Think about the human failure factor when specifying materials. If people cannot possibly hurt themselves, they will still find a way to do so. In anticipation of that truth, the designer of the patio and steps in Photo 2 gives visual clues to the end-users: the contrast of dark and light paving materials. The dark-brown brick is a good choice in terms of matching the exterior of the house, which is a brick and stone combination. The brick has enough grip for sure-footed users, and, because it is set in sand, it will drain rather quickly compared to a mortared-in paver. The lighter stone edge in this pathway and patio system gives the visual clue that something important is going on — namely a change in vertical elevation. Users are being subtly told where the edges of steps and walls are located, and that helps promote a safe space. This installation is at a private residence, where the atmosphere will be casual, and high-heeled shoes are not welcomed.
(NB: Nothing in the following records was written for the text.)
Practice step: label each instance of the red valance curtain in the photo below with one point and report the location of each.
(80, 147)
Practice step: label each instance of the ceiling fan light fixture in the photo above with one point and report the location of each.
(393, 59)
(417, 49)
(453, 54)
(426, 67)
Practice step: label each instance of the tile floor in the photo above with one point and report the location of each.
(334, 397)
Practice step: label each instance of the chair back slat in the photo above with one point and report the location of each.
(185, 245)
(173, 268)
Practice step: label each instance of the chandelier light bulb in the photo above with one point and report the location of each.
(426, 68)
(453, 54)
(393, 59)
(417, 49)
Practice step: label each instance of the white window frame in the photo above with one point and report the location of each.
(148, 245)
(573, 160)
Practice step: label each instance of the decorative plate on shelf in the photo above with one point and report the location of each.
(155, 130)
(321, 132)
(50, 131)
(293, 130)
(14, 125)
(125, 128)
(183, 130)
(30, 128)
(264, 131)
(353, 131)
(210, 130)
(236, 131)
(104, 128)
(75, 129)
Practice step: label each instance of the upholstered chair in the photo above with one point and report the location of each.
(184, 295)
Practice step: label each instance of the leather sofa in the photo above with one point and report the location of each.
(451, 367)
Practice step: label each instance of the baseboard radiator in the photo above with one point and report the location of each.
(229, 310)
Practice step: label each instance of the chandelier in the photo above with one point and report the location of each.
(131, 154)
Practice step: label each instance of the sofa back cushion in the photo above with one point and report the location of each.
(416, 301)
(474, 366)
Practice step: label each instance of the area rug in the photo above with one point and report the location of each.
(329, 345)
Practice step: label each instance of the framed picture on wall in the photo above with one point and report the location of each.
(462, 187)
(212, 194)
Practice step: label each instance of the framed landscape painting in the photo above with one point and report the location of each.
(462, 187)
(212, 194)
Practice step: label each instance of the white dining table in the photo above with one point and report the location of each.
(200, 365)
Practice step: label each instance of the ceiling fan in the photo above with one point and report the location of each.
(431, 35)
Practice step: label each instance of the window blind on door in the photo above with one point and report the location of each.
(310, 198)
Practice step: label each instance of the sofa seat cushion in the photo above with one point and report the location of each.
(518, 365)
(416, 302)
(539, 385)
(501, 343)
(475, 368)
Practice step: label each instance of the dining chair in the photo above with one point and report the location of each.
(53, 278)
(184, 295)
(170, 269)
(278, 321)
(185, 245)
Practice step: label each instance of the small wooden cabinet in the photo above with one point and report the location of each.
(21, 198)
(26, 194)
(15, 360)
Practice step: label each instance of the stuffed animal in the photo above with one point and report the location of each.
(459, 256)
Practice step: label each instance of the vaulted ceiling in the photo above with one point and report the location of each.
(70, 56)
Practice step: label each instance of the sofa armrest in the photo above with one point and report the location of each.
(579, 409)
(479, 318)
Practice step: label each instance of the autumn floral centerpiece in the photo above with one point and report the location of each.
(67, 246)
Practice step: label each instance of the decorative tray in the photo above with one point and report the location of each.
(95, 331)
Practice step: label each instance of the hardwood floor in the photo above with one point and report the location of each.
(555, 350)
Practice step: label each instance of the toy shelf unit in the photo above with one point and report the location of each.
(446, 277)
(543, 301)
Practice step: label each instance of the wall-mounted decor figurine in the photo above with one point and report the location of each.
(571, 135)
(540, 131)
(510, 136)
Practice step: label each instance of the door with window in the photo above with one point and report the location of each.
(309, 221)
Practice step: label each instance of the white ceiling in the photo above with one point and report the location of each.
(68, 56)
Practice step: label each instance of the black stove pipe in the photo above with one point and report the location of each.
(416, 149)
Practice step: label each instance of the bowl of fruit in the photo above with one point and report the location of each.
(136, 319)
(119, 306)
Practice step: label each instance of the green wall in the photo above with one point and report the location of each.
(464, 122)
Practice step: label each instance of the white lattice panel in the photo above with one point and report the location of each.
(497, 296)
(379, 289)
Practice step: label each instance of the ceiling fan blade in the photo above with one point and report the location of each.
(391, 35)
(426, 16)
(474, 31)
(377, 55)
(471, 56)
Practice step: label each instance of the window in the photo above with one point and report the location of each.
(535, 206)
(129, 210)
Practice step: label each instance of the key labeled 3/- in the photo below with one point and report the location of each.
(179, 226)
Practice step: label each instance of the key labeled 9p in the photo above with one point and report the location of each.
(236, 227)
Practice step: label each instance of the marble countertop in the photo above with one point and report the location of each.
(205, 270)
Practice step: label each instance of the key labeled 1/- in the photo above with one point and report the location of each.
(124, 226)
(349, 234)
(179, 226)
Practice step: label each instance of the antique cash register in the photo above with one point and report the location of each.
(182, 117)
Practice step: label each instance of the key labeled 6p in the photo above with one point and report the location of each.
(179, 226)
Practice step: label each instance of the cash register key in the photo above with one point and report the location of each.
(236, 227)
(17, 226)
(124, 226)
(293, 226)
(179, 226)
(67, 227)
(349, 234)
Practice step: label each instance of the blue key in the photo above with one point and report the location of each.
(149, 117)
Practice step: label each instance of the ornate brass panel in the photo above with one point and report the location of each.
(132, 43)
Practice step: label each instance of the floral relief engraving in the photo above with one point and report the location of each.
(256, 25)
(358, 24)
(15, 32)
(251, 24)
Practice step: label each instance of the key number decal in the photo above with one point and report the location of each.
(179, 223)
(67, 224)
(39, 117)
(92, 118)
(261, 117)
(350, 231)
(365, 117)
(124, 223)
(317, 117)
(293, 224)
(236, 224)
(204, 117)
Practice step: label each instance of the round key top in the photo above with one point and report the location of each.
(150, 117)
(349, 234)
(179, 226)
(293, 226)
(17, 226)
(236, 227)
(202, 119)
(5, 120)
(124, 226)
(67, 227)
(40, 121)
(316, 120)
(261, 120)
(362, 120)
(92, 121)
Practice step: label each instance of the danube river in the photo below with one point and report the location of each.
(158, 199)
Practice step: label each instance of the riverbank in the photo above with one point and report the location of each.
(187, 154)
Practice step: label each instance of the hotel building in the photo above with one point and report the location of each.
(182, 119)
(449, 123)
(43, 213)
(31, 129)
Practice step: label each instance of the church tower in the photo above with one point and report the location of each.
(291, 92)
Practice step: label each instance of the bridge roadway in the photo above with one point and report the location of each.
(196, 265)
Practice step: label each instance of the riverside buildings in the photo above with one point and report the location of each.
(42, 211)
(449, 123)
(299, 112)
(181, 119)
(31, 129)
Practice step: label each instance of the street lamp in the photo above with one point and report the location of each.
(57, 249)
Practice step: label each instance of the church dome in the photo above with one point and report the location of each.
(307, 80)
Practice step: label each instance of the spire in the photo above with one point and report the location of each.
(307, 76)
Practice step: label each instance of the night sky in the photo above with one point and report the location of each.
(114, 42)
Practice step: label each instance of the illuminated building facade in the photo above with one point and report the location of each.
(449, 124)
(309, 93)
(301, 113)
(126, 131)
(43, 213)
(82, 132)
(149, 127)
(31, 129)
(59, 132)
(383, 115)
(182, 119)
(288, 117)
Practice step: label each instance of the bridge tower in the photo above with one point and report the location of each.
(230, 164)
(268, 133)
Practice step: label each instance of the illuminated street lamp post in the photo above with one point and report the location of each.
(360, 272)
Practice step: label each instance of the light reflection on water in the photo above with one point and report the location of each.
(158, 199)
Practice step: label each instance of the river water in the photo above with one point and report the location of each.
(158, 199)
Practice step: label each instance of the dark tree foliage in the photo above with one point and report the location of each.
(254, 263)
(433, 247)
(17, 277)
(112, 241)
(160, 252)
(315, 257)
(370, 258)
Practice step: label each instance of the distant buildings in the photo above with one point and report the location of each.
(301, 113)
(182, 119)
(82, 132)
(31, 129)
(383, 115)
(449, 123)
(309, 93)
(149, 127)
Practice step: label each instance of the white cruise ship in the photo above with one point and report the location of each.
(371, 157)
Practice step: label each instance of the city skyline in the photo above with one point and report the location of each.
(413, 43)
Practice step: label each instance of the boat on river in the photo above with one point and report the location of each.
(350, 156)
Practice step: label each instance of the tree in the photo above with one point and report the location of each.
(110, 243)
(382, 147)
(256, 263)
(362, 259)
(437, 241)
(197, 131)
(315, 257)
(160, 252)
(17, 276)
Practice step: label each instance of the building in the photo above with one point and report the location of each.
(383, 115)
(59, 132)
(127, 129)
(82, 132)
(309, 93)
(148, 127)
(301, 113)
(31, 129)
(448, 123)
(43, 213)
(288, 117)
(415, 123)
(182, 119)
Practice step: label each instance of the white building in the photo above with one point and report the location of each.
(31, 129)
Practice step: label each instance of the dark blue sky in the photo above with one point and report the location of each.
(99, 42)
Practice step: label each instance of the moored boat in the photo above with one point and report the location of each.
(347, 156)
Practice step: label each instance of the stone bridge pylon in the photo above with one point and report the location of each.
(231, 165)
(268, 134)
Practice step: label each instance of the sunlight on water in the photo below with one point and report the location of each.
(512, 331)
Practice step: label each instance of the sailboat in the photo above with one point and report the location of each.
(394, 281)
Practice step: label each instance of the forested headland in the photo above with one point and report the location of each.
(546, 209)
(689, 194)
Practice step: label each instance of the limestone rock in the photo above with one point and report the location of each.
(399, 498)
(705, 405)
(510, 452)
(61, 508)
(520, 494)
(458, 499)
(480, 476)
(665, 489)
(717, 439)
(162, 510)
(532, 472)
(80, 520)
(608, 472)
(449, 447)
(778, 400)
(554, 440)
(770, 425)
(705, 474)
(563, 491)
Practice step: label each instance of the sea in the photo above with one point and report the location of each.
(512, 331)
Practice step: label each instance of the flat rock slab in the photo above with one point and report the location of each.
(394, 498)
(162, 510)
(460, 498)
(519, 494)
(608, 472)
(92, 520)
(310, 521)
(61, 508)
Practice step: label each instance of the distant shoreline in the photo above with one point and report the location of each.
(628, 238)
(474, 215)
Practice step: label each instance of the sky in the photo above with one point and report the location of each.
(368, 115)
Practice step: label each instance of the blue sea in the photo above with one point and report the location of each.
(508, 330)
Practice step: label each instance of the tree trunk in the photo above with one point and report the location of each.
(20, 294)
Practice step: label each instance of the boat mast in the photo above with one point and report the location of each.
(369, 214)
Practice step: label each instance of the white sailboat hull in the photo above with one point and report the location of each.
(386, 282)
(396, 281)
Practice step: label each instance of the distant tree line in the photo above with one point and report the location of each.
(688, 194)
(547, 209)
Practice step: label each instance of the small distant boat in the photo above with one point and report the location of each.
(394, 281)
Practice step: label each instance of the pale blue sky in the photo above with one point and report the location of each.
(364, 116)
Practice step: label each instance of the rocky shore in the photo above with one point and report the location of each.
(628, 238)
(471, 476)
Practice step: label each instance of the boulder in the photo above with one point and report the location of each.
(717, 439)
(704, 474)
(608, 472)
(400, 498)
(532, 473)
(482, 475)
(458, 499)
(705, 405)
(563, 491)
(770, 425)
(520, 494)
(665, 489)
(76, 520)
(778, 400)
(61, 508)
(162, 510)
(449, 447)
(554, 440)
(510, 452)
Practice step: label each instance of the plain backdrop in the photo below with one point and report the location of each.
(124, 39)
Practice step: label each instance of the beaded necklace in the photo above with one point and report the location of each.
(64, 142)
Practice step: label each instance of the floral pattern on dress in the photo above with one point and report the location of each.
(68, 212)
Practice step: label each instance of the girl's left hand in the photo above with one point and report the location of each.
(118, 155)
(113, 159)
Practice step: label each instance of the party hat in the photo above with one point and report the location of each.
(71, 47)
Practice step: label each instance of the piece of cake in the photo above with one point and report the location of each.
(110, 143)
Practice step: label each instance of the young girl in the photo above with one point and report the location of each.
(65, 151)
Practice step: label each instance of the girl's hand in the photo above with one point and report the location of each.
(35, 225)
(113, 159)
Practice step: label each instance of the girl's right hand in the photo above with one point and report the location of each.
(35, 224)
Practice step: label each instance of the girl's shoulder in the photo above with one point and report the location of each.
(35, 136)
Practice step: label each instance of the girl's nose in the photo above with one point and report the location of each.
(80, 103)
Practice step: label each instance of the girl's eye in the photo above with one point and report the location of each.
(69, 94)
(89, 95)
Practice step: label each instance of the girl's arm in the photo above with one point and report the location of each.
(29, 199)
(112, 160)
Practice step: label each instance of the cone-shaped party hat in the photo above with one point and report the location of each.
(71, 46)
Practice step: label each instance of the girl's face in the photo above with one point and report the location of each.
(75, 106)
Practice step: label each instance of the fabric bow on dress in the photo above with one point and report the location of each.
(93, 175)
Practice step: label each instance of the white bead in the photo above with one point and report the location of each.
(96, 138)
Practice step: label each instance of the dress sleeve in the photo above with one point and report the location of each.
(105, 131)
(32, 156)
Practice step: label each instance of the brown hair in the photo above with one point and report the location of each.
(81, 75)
Mix different paving materials to convey the “meaning” and scale of the space if it seems appropriate. In Photo 3, the anticipation created by the obvious differences between the bricks and bluestone, the narrow path and the placement pattern of the materials suggests that the destination beyond will be unusual, and intimate in scale. True to the suggestion, the little root cellar playhouse at the end of this path is a quirky spot in which there is only enough room for one adult to stand. Small, imaginative children seem to gravitate to this type of walkway and the whimsical room beyond. This approach would also be good for a walkway to a secret garden, or a one-person lounging area within a larger landscape.
In one well designed and installed landscape (see Photo 4), the tribute to the design intent is so strong that users can almost forget that the pathway is intended. The hillside covered with the alpine-like plantings has a pathway of grass interspersed with large limestone blocks. The placement of the blocks makes climbing the hill easier than a grass pathway alone would do, and suggests that bedrock is just below the surface, which plays to the fantasy that the garden is growing on an alpine slope. It is an excellent example of consideration of the ground plane as an integral part of the overall three-dimensional space.
In a large space where hundreds of people might congregate, size of scoring or control joints can take on a grand scale as well (see Photo 5). Rather than fill the area with a monotonous repetition of thousands of tiny cobblestones, the riverfront plaza in Owensboro, Ky. relies on a different technique to create interest in the ground plane. The pattern detailed into the surface can give meaning to the space geographically, emotionally or spiritually. This score and stain technique may encourage the direction of pedestrian travel, or designate gathering areas or focal points. Seen from the bridge above, even a fleeting glance at the plaza will give rise to heightened interest in the town below.
The horizontal hardscape is the most likely element in your project to remain in place and looking good regardless of the level of maintenance the project receives. That is one more reason to design a truly well thought out ground plane whenever you have the chance — it can be a source of professional pride for many, many yeas. Wooden fences and arbors gradually fail, plants die or become badly treated, awnings wear out and are not replaced, but a properly installed horizontal hardscape endures as a testament to your creativity and interest in preparing a truly three-dimensional project.